On April 15, 2013, images taken by NASA's Cassini spacecraft revealed disturbances at the outer edge of Saturn's A ring. One of these appeared as a "bright, extended feature" at the edge of the ring. It appears to be detached from the ring.
The discovery image, one of a pair of images taken 33 seconds apart, showed an arclike object about 20 percent brighter than its surrounding of immediately adjacent ring materials, 750 miles long and 6 miles wide.
"[T]he feature was apparent in both images thereby ruling out the possibility of it being a cosmic ray artifact," researchers noted in a paper titled "The discovery and dynamical evolution of an object at the outer edge of Saturn’s A ring" published online by the journal Icarus.
"We have not seen anything like this before," Carl Murray of Queen Mary University of London, the report's lead author said in a press release. "We may be looking at the act of birth, where this object is just leaving the rings and heading off to be a moon in its own right." It is also possible that the brightness of the object was due to dust particles left behind after collisions with other objects, he says.
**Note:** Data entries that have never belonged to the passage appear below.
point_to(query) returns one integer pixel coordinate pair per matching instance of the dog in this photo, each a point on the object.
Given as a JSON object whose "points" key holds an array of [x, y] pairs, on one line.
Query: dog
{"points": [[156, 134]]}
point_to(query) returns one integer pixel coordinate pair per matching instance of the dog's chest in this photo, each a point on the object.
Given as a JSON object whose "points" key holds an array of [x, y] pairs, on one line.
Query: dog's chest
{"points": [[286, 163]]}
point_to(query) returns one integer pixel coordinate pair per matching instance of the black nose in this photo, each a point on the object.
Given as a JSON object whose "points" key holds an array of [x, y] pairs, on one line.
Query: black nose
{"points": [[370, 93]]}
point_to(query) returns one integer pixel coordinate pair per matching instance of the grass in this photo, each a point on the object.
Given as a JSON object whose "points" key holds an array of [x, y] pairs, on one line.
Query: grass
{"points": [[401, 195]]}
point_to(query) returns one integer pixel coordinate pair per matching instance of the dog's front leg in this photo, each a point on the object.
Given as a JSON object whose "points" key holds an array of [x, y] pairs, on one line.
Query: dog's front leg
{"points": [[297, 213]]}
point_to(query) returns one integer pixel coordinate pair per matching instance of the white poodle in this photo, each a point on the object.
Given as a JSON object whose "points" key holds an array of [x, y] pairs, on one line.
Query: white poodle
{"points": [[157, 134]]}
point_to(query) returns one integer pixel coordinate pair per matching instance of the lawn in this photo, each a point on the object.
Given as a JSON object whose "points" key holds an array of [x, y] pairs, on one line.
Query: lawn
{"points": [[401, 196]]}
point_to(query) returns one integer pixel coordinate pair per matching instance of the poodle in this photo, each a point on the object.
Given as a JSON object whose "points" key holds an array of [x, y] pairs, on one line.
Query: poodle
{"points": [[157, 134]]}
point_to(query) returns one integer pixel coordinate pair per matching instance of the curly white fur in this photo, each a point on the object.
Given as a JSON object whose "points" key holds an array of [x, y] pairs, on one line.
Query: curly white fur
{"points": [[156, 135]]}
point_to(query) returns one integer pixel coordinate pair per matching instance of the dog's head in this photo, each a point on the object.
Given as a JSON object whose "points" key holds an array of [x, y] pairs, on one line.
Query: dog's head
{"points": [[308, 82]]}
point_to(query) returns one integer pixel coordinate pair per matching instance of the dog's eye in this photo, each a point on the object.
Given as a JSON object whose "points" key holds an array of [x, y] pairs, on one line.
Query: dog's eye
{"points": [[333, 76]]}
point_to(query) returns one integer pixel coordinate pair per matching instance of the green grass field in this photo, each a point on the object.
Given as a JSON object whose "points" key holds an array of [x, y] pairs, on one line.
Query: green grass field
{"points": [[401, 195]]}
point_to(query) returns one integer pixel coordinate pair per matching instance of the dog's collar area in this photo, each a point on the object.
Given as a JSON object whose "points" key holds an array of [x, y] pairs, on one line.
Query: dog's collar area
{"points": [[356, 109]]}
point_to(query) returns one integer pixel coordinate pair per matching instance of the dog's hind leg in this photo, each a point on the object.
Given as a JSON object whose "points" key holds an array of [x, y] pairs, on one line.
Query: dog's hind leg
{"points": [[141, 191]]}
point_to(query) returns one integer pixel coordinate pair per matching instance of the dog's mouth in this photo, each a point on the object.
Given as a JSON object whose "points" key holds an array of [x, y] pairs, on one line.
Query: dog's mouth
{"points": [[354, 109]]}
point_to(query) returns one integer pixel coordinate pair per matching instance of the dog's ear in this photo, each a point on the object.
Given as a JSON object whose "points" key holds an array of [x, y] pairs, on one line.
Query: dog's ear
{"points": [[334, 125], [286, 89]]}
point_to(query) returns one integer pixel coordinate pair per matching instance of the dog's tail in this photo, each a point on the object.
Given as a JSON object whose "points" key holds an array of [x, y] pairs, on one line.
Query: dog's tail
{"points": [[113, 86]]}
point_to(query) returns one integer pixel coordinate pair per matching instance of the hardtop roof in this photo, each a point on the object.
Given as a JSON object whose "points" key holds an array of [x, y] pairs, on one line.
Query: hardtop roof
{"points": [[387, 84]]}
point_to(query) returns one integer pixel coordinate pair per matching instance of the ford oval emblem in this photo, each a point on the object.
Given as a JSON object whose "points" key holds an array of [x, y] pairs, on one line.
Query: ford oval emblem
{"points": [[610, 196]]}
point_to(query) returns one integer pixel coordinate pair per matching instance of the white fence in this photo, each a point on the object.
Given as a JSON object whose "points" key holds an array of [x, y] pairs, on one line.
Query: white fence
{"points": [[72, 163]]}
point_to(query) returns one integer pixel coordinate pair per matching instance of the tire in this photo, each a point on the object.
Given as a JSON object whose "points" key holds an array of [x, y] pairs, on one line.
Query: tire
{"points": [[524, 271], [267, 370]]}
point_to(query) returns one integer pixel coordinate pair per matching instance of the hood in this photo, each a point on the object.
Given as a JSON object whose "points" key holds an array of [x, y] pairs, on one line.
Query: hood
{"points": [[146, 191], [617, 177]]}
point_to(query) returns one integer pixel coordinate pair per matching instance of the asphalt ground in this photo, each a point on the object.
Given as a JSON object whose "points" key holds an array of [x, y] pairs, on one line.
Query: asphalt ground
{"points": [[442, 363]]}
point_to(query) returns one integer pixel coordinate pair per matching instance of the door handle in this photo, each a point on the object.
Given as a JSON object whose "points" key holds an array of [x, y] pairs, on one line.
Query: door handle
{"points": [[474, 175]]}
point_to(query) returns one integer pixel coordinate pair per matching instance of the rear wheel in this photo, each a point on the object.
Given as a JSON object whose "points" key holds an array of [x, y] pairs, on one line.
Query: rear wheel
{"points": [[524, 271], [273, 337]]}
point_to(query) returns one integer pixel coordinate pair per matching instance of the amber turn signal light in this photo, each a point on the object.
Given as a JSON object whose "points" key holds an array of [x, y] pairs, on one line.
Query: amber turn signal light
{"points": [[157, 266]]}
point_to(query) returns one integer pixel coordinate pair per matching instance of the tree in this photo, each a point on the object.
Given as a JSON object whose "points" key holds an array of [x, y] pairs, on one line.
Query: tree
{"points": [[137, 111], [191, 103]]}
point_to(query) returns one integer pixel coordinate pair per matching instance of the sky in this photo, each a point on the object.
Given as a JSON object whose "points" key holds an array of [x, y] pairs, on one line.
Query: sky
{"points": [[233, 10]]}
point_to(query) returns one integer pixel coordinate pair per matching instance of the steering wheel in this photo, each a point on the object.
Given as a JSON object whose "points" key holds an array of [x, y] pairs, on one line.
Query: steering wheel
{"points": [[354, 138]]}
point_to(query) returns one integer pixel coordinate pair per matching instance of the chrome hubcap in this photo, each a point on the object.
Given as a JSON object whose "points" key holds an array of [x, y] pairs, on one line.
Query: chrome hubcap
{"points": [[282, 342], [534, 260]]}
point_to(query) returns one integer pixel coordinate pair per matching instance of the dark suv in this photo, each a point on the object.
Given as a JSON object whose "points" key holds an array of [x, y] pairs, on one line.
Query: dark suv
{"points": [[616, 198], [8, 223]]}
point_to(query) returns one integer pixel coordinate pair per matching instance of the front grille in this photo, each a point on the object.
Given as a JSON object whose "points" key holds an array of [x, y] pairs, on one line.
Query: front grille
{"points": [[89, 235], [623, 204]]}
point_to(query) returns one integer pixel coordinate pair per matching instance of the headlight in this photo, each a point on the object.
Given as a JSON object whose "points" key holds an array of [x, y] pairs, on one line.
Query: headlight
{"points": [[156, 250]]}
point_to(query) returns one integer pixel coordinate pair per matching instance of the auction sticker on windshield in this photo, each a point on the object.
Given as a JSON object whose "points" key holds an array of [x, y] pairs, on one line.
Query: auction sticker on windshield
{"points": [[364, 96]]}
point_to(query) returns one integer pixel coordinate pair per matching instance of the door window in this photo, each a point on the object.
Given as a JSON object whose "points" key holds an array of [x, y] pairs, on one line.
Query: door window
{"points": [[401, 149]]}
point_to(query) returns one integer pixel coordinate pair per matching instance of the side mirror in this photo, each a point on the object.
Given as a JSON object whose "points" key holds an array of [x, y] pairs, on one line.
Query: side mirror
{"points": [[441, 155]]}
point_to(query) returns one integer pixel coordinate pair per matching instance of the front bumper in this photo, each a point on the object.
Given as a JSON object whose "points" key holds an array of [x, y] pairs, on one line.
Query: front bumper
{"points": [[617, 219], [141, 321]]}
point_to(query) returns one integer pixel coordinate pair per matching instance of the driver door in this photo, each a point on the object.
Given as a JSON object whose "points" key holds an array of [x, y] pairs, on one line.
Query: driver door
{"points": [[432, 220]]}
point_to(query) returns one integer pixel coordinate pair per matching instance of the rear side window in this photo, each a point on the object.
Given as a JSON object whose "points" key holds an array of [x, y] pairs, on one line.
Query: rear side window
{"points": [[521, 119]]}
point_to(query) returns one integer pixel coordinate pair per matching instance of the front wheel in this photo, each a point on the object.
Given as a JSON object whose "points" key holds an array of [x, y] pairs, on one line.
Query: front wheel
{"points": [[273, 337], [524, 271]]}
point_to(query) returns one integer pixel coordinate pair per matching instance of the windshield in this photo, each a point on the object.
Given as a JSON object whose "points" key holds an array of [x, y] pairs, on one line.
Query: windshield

Researchers speculate that Peggy could be the last moon of Saturn because it is likely that Saturn's rings are now all too depleted to give birth to new moons. "The theory holds that Saturn long ago had a much more massive ring system capable of giving birth to larger moons," Dr. Murray said.
Ice is a large component of such satellites. According to a theory about the origin of icy satellites, Saturn's moons begin forming inside the rings, later detaching from the ring system and moving away from the planet.
The size of Saturn's regular moons, that is, satellites that could have originated from the planet's ring system, increases with their distance .
"As the moons formed near the edge, they depleted the rings and evolved, so the ones that formed earliest are the largest and the farthest out," Murray said.
But, in this case further images need to be examined to confirm if the object has actually left or is embedded within the ring system, Murray, who dubbed the discovery "Peggy" after his mother-in-law, told the Monitor.
"Witnessing the possible birth of a tiny moon is an exciting, unexpected event," said Cassini Project Scientist Linda Spilker, of NASA's Jet Propulsion Laboratory in Pasadena, Calif.
Later in 2016 a better view of the region can be obtained when Cassini's orbit moves closer to the outer edge of Saturn's A ring.